Preheat the oven to 180 degrees or gas mark 4. Grease and line a swiss roll tin with baking paper and dairy free margarine.
Using an electric hand whisk, beat together the eggs and sugar until light and fluffy.
Sift the gluten free self-raising flour, cocoa powder and xanthan gum and carefully fold into the mixture with a large metal spoon.
Pour the mixture into the swiss roll tin. Spread into each corner.
Bake for 10 minutes.
Remove the cake from the oven and turn out (upside down) on a piece of baking paper, peel the original paper off.
Score a line, about 2cm in, on the longest edge of the sponge. Then carefully roll the sponge, with the paper attached, to form the swiss roll. Leave to cool.
Make the icing by mixing together 300g icing sugar and margarine. Once you have the right consistency, add the cocoa powder. This will be used on the inside of the log.

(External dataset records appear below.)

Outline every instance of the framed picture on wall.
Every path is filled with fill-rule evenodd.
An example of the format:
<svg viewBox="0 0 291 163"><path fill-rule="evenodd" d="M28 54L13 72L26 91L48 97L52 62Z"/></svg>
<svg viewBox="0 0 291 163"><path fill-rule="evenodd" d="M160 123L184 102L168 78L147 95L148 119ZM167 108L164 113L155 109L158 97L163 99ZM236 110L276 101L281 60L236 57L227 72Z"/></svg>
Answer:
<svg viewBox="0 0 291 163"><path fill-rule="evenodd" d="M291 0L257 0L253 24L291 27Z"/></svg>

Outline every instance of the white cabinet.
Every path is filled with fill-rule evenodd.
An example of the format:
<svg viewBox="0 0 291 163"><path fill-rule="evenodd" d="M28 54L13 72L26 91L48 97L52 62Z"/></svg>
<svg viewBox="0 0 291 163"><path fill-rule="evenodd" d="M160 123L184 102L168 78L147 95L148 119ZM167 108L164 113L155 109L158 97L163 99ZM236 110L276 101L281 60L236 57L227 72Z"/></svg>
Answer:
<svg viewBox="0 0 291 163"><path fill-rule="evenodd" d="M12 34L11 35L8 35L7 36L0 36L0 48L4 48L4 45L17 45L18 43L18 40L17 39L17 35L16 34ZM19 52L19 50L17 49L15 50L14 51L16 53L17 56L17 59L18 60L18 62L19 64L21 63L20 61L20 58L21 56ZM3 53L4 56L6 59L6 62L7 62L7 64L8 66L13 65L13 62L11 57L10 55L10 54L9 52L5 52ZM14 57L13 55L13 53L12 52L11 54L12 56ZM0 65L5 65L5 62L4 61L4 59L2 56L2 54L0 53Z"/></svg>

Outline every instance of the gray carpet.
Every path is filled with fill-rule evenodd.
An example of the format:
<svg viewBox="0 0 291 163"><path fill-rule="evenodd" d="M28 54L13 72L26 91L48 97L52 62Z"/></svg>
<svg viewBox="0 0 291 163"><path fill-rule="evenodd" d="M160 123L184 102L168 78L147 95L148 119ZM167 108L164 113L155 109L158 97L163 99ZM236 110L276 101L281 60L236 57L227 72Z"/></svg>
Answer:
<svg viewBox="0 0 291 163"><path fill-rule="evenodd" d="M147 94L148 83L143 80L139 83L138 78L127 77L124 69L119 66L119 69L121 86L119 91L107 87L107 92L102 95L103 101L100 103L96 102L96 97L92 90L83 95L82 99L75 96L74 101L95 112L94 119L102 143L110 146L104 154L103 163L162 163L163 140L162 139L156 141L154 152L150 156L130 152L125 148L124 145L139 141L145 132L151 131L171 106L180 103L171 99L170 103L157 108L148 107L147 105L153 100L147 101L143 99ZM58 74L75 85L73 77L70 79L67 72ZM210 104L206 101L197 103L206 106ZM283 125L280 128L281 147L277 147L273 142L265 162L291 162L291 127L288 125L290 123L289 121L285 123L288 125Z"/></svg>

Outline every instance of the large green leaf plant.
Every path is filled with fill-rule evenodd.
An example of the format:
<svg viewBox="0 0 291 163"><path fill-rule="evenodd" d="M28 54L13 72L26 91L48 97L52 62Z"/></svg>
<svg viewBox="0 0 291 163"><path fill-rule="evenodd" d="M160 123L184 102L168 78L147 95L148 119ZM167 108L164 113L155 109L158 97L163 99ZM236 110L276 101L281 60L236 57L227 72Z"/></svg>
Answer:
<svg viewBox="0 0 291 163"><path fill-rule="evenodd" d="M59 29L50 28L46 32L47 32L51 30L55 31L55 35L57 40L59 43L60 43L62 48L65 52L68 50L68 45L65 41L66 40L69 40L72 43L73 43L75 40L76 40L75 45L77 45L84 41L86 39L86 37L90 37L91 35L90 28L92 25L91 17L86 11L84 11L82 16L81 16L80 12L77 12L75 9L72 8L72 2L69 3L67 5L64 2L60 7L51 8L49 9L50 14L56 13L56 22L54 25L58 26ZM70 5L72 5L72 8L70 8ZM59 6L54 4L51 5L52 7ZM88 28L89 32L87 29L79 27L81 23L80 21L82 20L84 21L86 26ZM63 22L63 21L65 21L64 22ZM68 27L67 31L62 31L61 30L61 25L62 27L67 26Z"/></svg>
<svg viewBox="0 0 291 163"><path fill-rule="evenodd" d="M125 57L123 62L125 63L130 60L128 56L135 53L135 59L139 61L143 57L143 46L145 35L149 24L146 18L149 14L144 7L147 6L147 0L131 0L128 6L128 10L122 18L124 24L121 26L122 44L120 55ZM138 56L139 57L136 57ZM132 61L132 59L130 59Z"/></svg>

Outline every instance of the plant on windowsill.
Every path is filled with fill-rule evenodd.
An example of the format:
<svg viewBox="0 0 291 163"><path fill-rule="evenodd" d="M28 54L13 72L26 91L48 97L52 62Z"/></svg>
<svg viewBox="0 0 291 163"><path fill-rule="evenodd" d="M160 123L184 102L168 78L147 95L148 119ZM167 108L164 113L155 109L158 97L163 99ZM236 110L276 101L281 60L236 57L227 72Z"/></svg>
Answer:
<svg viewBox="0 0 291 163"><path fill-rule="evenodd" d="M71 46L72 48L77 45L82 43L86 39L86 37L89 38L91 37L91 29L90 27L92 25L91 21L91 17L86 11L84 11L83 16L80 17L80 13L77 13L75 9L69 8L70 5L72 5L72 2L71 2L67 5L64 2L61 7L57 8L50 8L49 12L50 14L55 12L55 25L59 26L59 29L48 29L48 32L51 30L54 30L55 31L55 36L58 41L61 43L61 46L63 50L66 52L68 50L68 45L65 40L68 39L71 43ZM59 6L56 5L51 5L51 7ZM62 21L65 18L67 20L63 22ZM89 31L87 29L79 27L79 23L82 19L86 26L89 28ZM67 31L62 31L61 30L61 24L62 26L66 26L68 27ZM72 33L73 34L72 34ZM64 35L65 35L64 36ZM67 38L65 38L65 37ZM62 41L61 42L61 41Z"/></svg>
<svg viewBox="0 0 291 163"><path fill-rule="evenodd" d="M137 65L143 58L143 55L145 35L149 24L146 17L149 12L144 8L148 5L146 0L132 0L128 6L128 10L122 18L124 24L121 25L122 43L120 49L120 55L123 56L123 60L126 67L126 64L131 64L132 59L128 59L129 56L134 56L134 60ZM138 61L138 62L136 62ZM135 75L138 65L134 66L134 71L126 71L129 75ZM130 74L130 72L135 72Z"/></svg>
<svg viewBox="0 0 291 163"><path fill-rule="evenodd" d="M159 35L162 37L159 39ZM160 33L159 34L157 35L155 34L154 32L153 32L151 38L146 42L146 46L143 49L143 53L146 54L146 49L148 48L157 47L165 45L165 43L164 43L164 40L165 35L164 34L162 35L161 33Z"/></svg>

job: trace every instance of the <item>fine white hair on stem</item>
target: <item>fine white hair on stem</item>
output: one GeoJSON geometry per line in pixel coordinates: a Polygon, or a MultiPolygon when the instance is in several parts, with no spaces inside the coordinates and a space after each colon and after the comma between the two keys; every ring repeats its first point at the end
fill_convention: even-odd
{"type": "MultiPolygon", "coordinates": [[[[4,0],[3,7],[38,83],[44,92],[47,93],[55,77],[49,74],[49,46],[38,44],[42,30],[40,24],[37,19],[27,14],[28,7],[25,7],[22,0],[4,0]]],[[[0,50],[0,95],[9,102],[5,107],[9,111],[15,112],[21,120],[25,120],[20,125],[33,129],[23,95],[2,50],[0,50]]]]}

Carefully unroll the sponge, remove the baking paper and spread an even layer of icing.
Roll up the cake and place it on a board to serve. Melt 100g dark chocolate and add this to the icing you've already prepared. Add 100g icing sugar to thicken the icing.
Cut a third of the cake off at an angle, this will form the additional log, and place the angled edge alongside the main log.
Spread icing all over the log until completely covered, then score the bark effect using a skewer or cake tester.
Dust with icing sugar, add a decorative holly made from fondant icing then serve.